I don't know what the wind is threading 
through the reeds, or what the river 
might be thinking about territory, about  
what lasts. Across the stump of an old oak 
hewn down five years ago, a screen of holly 
and ivy has begun to emerge. Nothing 
is intimate or everything is intimate and we
are all climbing a trellis thin as spider silk, 
more opaque than ordinary light.  

Buoyancy

river in November light between bare woods and mountain
Koi in the Japanese gardens; children with bright
       rubber floats in the pool at the Y,  older men
and women walking from one shallow end
      to the other for exercise—I never learned 
to swim, growing up in the mountains where 
      there were pools only in country clubs and hotels. 

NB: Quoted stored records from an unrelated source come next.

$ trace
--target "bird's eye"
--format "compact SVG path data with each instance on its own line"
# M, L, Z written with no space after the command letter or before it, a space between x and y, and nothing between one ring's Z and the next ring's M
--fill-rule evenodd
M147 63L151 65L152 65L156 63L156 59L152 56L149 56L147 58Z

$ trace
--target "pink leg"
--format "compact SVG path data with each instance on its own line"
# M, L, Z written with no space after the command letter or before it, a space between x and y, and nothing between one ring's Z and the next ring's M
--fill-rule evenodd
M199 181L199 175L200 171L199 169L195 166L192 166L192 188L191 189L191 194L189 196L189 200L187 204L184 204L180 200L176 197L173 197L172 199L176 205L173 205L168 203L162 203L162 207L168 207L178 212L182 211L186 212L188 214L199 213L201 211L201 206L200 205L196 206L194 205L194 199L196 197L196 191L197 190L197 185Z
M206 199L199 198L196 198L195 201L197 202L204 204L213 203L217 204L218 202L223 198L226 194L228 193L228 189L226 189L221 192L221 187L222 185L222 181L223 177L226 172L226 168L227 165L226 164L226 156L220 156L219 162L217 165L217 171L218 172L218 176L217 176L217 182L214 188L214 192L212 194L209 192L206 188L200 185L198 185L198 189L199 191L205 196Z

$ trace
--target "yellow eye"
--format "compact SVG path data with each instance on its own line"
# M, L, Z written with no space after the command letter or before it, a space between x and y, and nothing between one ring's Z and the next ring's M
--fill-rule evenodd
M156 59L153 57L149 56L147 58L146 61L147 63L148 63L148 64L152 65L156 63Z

How buoyant all these bodies are, how effortlessly 
      the waters part at their approach, enveloping all 
in damp clouds smelling cleanly of chlorine and tile. 
      I've always dreamed of giving myself up to such
buoyancy, that ribbon-pull somewhere out of your side 
     or from your feet mostly planted on a solid surface: 
and then you're lofted on the skin of water, face turned
     up as if expecting to be touched only by softness.